Status Report: netCDF
October 2019 - April 2020
Ward Fisher, Dennis Heimbigner
Areas for Committee Feedback
We are requesting your feedback on the following topics:
- Are there other cloud-based block storage formats/locations (TileDB, Azure, etc) that are actively in use? What is the next venue for investigation once we have our Zarr support in place?
- Are there any emergent avenues (stack overflow, etc) for user support which the netCDF team should investigate?
- How can we encourage more user testing of the release candidates we provide?
Activities Since the Last Status Report
We are using GitHub tools for C, Fortran and C++ interfaces to provide transparent feature development, handle performance issues, fix bugs, deploy new releases and to collaborate with other developers.

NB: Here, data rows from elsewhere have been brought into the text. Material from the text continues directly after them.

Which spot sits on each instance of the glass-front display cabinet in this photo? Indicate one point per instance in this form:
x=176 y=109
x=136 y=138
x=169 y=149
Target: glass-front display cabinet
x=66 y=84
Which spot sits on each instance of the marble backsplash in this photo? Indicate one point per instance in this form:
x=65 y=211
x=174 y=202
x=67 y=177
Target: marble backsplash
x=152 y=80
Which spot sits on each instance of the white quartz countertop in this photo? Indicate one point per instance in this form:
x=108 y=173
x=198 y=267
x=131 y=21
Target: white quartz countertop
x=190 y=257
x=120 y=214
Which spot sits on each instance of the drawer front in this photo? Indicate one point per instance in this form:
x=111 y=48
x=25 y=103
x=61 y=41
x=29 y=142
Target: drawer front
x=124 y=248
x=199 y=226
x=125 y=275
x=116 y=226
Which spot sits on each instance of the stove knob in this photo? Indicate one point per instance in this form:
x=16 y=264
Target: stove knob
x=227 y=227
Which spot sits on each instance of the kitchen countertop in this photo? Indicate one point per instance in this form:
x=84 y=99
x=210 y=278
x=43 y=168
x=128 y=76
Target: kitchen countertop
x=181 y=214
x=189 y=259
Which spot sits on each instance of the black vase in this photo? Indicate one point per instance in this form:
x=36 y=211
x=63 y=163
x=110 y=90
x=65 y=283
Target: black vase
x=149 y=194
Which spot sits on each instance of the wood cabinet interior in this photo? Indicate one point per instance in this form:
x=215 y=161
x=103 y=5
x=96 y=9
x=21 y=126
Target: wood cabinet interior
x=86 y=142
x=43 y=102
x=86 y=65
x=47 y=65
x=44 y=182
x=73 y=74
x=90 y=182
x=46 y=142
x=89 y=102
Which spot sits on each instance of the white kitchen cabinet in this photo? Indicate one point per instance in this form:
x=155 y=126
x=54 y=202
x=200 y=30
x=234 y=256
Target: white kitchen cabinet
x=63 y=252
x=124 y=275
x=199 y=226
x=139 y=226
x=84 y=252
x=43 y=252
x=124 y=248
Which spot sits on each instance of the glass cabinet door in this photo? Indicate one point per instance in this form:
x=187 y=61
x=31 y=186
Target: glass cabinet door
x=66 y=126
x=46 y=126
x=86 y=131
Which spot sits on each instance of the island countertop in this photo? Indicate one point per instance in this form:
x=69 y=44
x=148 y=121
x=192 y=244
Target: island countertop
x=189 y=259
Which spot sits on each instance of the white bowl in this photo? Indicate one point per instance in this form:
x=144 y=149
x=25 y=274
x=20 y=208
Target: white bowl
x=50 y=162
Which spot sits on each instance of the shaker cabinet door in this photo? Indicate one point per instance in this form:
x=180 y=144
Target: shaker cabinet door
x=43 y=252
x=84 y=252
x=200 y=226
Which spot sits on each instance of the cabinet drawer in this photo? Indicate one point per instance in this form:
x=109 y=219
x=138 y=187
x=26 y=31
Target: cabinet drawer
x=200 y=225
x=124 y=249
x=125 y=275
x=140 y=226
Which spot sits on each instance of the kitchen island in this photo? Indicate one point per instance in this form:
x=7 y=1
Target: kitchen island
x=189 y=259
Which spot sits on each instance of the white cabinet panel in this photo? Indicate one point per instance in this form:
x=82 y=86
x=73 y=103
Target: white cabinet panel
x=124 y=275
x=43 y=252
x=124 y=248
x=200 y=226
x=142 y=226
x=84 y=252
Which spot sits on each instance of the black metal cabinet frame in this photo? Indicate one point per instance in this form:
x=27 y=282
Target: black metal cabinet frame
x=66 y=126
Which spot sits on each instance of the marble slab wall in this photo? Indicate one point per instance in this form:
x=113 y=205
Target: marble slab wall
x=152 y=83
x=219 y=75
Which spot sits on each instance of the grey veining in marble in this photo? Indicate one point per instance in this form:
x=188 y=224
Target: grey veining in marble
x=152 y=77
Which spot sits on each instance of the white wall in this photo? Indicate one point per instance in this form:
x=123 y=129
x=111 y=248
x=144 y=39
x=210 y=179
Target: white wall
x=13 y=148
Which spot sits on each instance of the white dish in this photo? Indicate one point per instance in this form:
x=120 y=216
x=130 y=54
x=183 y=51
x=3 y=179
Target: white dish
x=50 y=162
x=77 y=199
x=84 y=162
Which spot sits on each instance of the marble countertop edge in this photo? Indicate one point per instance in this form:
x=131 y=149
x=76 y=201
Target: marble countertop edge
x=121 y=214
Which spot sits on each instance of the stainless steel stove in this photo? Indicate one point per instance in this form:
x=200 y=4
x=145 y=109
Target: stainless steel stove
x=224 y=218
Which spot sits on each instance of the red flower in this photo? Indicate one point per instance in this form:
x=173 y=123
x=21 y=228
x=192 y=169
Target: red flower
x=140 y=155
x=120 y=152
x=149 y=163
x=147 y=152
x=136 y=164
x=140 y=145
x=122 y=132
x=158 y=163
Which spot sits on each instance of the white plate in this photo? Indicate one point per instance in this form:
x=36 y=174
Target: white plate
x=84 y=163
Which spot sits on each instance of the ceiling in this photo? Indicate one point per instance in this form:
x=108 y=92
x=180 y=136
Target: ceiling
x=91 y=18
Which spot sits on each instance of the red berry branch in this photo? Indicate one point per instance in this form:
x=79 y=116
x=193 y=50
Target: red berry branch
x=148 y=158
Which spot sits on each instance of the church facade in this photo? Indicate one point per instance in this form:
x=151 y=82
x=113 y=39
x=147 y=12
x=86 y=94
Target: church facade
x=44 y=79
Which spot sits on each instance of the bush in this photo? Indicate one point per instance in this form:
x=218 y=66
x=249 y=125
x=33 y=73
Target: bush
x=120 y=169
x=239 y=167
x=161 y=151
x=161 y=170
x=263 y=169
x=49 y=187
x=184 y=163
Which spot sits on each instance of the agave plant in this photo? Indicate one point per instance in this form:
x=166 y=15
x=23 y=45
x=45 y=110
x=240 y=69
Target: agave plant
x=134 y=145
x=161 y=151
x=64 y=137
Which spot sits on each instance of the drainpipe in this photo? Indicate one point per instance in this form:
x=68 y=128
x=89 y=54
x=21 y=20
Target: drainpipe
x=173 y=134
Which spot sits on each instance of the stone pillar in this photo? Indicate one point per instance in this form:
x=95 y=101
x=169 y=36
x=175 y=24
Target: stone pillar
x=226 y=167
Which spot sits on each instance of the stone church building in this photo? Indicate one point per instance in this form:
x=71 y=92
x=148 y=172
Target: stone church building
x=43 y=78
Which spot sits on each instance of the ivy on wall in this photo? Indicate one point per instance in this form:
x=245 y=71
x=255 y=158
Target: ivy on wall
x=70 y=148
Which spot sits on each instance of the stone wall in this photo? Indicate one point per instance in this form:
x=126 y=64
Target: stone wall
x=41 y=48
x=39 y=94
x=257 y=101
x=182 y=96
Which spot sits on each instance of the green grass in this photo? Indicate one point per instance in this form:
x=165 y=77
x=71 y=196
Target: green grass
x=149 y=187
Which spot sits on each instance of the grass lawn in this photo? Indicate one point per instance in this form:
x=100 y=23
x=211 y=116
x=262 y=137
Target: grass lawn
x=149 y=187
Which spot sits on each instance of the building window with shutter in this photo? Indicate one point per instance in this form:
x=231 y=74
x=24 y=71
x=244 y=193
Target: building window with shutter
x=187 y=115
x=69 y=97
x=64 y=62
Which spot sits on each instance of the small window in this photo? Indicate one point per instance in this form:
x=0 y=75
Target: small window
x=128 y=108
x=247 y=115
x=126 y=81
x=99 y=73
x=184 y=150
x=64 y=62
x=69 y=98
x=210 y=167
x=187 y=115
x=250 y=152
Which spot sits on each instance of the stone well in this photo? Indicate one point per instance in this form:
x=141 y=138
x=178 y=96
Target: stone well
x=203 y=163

Additionally, we are using docker technology to run netCDF-C, Fortran and C++ regression and continuous integration tests. We currently have 101 open issues for netCDF-C, 48 open issues for netCDF-Fortran, and 31 open issues for netCDF-C++. The netCDF Java interface is maintained by the Unidata CDM/TDS group and we collaborate with external developers to maintain the netCDF Python interface.
In the netCDF group, progress has been made in the following areas since the last status report:
- Multiple releases of the core C library, as well as the Fortran and C++ interfaces.
- Refinement of user-defined compression filters.
- Continuing Work towards enhanced parallel I/O.
- Further enhancements to the netCDF-C documentation, modernization of the netCDF-Fortran documentation.
- Progress moving the netCDF Users Guide (NUG) into its own repository.
- Extended continuous integration platforms have been adopted.
- An architecture roadmap is available describing how the netcdf-c library will support thread-safe operation in *nix* and Windows environments. The draft proposal is available as netcdf-c github issue #382.
- We have seen a high volume of contributions to the netCDF code base(s) from our community. While these contributions require careful review and consideration, it is encouraging to see this model of development (enabled by our move to GitHub) being more fully embraced by our community.
Dependencies, challenges, problems and risks include:
- Small group of developers for supporting large project.
- Dependency on HDF5, controlled by external group.
- Rapid evolution of Zarr standard is very useful, but also provides a bit of a moving target.
- Increase in external contributions has greatly increased the project management overhead for netCDF-C/C++/Fortran.
Ongoing Activities
We plan to continue the following activities:
- Continue work towards adoption of additional storage options, separating out the data model from the data storage format (as much as possible).
- Provide support to a large worldwide community of netCDF developers and users.
- Continue development, maintenance, and testing of source code for multiple language libraries and generic netCDF utility programs.
- Continue organization of Doxygen-generated documentation for netCDF-C, Fortran and C++ libraries.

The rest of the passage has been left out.